The specific objectives are:
  • To improve water management and conservation for poverty reduction
  • To enhance the capability of the water and sanitation governance and delivery institutions in meeting their service delivery objectives in selected key countries
  • To induce attitudinal and behavioral changes with respect to sustainable water and environmental management at various levels
  • To harmonize national and regional water acts and environmental acts/policies to avert potential cross-border conflict
  • To enhance knowledge exchange and collaboration between the different water stakeholders' in Africa
  • To generate new knowledge and build capacity for efficient water management
There are many players in key roles in improving water access and management but the ATPS programme will differ markedly in many ways. "Our goals may be the same but our entry points differ," explains Dr Osita Ogbu, "Where there are areas of overlap, ATPS, as one among a few Pan African International non-governmental organizations (NGOs) working on water and environment, will take the initiative to build synergies with the programmes and institutions," he adds.

Key Message


"Without innovative public policy, technologies could become a source of exclusion, not a tool of progress.
The needs of the poor could remain neglected, new global risks left unmanaged".

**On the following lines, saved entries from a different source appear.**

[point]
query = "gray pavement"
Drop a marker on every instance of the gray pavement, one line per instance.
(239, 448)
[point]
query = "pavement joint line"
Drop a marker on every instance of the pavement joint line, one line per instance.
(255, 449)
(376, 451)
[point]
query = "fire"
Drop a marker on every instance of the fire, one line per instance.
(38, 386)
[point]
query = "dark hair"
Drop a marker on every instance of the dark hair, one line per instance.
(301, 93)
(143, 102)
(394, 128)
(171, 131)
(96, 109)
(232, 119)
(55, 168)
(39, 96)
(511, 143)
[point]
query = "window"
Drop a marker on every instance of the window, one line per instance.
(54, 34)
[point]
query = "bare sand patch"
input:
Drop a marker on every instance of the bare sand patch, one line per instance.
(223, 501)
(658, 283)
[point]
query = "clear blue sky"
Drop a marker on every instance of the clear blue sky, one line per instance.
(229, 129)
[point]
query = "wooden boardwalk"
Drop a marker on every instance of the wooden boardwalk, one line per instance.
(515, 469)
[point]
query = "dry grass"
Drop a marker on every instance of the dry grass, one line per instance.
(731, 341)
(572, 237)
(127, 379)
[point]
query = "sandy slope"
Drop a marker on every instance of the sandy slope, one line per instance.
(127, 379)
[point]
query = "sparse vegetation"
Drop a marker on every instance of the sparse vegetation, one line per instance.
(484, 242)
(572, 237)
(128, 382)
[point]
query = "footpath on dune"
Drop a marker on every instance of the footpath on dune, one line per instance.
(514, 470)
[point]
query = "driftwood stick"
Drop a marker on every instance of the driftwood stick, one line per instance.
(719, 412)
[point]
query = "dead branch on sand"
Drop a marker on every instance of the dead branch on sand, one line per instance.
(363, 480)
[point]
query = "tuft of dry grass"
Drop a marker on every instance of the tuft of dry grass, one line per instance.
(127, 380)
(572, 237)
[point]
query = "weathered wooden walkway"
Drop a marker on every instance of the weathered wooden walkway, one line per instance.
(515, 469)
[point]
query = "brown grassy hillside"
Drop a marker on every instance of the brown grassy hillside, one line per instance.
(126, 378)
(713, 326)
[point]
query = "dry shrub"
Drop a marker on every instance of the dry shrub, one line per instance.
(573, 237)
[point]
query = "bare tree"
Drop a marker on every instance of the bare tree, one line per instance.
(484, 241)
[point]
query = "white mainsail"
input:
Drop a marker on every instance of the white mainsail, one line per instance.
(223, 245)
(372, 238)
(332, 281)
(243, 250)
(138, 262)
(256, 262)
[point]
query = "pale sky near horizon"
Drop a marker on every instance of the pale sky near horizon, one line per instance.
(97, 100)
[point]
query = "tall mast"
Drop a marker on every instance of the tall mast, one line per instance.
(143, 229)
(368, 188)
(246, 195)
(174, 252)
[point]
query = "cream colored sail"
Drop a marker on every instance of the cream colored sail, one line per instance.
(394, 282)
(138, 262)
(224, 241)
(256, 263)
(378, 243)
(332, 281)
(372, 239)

UNDP Human Development Report for 2001


The programme is well thought out and was informed by a consultation forum that ATPS organized on 15 June 2004, with major stakeholders to discuss Knowledge and Sustainable Water Resource Use in Africa. The participants, drawn from the academia, private sector, the government and NGOs acknowledged that it was the first time any institution has brought together various players on water and environment to exchange ideas and knowledge. They challenged ATPS to keep the forum active.
Funded by the Royal Dutch Government, the ATPS Programme on Water and Environment is designed to utilize ATPS' areas of expertise including knowledge exchange, knowledge brokerage and advocacy. The programme emphasizes knowledge sharing at various levels primarily through:
  • Joint research, training activities and deliberative workshops between African researchers, relevant government institutions and responsible water management authorities and international researchers/institutions involved in sustainable water catchments management
  • Stakeholder and public participation events to share existing and new knowledge among researchers, government agencies and the public to encourage ownership of technology policies that result from the research and participatory exercises
ATPS, through this programme, intends to introduce a holistic and integrated approach to studying the water-environment nexus that would yield results that can be implemented in the long-run, with direct relevance to the poor.